The bakery/cafe chain Le Pain Quotidien did something similar. So did Go Outdoors, put into administration by JD Sports, and immediately bought back by it.
Poundstretcher is trying to do that through administration for its property arm.
Last week, it was the turn of Bensons for Beds and Harveys furniture, owned by the Blue Group. Most Bensons stores will reopen, after a management buy-back, but it has shed its less profitable ones, while Harveys' future is uncertain.
Quiz fashion, based in Glasgow, put itself in the hands of administrators, and the question of how many of its 82 stores re-open depends on negotiations with landlords.
'Misguided and myopic'
The theme running through many of these is that tussle between retailers and their landlords.
It has to do with lease contracts that were, for decades, more favourable to landlords.
To understand what's been going on, experts pointed me to the days, in the 1980s and 1990s, when retail property was building out rapidly.
Supermarkets were grabbing every opportunity they could find to build, often as anchors for out-of-town retail parks. Councils were enticing developers onto their turf on favourable terms, eager for the business rates and other spin-offs.
With retailers following the trend to sprawling national chains of shops, they were willing to sign up to long leases, often of 25 years, with upwards-only rent revisions. For some department stores, the leases could run for several decades, giving the stability to justify expensive fit-outs and investment in building a customer base.
These rents were paid on an archaic quarterly basis, which skews retail accounting.
With the 2008 financial crash, the brakes were slammed on funding for commercial property.
"Retailers thought it was a bank problem, and that they would return to normal," says one consultant. "But they were being misguided and myopic."
The shift to online was already under way. The long leases were already being replaced by shorter ones, except for big food retailers. Their battle for presence and market share continues.
For most retailers, the 25-year lease has been replaced. Typically, it is now a five-year lease, containing a break point at three years. With less stability, fit-outs are done more cheaply.
And whereas rents have been inflexible, with only upward revisions, retailer power is demanding that more leases base rent on turnover.

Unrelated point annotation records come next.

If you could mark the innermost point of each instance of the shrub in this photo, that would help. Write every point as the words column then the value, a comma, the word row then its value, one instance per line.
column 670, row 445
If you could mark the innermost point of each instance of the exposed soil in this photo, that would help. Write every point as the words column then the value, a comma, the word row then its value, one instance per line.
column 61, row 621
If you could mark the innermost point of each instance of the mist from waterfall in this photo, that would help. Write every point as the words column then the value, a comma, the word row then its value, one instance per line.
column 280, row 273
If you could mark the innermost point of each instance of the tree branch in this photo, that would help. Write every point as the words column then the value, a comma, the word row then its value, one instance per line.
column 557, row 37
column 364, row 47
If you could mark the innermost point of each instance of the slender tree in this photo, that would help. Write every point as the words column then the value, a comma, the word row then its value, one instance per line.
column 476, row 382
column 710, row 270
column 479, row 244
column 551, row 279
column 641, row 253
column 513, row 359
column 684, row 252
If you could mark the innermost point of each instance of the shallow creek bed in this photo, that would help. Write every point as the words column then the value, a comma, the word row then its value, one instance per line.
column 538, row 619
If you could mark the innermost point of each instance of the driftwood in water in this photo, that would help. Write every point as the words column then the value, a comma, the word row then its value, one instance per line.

That runs at about 6 to 10%, with more than half now payable monthly rather than quarterly.
Brutal haircuts
To get landlords to accept the change, firms are using administration, to offload debt, and also less profitable stores and staff. Short of that, they're using CVAs - the Company Voluntary Arrangement.
This avoids administration, with persuasion of 75% of creditor votes that they will get more money out of accepting a flat rate "haircut", or a proportionate reduction in debt, than they will get from dealing with an administrator.
It's a brutal process, in which commercial landlords are deeply frustrated by the legal methods to ditch leases, particularly as they routinely get outvoted by other creditors in a CVA.
The landlords can often seem to be faceless, distant investment funds, but they point out that their funding is often from pension funds. So reduced returns hit home for many people.
The process has drawn in private equity firms, buying brands with little sentimental attachment to their history or loyalty to their staff, and impatience for turnaround and exit from their investment.
And in shopping centres left behind as the national brand retreats, the new investors - in England, at least - are often local councils, redeveloping unwanted retail space for other purposes, including more social uses.
Some experts warn just one of the risks of this retail revolution is that the focus on reducing rents and store numbers is being driven financially and without insufficient attention to the underlying, longer-term business challenge - that of better understanding shifting shopper behaviour and customer preference, and not only towards online.